Today was just what I needed: bright and sunshiny. I think sometimes when things seem their bluest, you get the smallest of blessings, something that lightens your mood and makes you lift your head. Cate posted a while back that she had learned/read that everyone needs 15 minutes of sunshine each day to maintain mental health. I agree. Even though it's winter and I tend to use these cold dreary months to enjoy luscious hibernation, I must say that this sunny January has done wonders for my mood, my mental health and my disposition.
Cynical rarely works on Saturday, but today was the day, so by 7:15 a.m. he was off and away. I had planned to sleep late. (As if I needed to schedule sleep, but often it feels as if I do.) However, I found myself fixing breakfast around 7:30 a.m. I think that the mere hope of a day filled with sunbeams sprung my body out of bed, despite the best laid plans.
I had also planned to spent my day running errands, but instead I found myself perched near a window ripping out the Wavy scarf in an attempt to start anew. I fear that I had made a mistake and between my obsessive-compulsive nature and memories of my grandmother saying, "Anything worth doing is worth doing well" lead me to the decision that even though I had a lot of stitches to tear out, it would be well worth it in the end. I decided just to start over and am now through a little over one repeat with only nine more to go. No regrets, I am glad it will be just as I want it: well done. Knitting didn't require me to get dressed and presentable, errands did, so I chose the former.

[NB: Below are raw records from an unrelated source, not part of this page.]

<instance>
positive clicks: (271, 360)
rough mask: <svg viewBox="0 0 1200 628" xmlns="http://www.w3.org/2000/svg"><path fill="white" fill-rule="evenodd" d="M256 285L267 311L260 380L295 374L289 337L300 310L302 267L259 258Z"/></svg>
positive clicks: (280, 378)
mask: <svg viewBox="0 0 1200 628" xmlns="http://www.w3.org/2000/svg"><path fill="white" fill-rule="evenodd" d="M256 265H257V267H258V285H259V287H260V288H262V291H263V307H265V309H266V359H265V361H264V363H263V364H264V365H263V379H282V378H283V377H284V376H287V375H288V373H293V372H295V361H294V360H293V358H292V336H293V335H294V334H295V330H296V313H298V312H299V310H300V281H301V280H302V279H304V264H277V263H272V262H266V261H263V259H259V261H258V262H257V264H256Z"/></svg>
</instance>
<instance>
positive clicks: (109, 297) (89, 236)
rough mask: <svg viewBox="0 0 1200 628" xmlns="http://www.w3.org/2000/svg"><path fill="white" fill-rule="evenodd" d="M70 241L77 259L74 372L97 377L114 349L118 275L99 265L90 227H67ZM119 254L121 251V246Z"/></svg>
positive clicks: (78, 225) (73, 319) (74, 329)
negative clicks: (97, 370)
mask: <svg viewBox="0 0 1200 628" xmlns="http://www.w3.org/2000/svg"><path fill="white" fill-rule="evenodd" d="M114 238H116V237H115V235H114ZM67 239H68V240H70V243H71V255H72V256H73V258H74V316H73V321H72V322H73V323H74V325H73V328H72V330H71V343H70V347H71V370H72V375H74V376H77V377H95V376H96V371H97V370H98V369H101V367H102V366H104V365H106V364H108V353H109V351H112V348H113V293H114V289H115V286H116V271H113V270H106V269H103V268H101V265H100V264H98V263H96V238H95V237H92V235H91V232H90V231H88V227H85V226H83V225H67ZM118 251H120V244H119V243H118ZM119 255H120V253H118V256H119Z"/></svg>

The day only got better when the satellite guy came early to install our DVR. When I think of heaven, there is unlimited Ale 8, no bad hair days, completed knitting projects, cleanly shaven legs and all of my favorite television show re-runs. So needless to say, for now, it's heaven on earth here, save the perfect hair day, but you can't have everything.
(PS: Finished another felted bag. Photos to come.)

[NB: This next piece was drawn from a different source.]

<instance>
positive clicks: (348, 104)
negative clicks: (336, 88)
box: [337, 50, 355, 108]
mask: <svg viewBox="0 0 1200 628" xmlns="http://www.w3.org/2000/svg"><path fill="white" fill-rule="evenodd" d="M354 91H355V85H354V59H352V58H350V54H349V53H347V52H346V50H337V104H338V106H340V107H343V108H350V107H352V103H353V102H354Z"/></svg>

The shot at the top of the page is of a rooting vase given to us by my brother and his girlfriend. Seamstress J is one of those overly talented people that you just want to know more and more about. She's the kinda gal that also has overly creative friends, one of which made this.
4 comments:
You will enjoy the DVR and I also enjoy the sunshine. Have a great weekend.
The rooting vase is lovely. You can look at it in the window and feel like it is ROOTING you on as you rip those stitches out!
Something about your post about grandmothers and stitches triggered a memory for me.
My maternal grandmother was very superstitious. She had all sorts of weird things you had to be careful of so that bad luck wouldn't follow you.
One of them was, "If you sew on Sunday, you'll have to rub the stitches out with your nose before you can get into heaven."
Let me tell you how much those words haunted me the FIRST time I did it. That time was from necessity.
After that I kind of did it to show myself I didn't believe it, I wasn't afraid, and I wouldn't be ruled by superstitions.
I never want to be like my grandmother. I never understood her. Her life seemed so heavy to me. But she's probably the one that I got my crafting from, and that's as close as I want to get.
That's so interesting. Do you know where her superstitions came from? Was she a religious woman as well?
Maybe you picked up her craftiness, but left her heaviness behind. I think sometimes we do that: pick up the good from people and leave the bad. It's when it's the other way around that there's a problem
She was religious, but I think the superstitions made a bigger impression on me.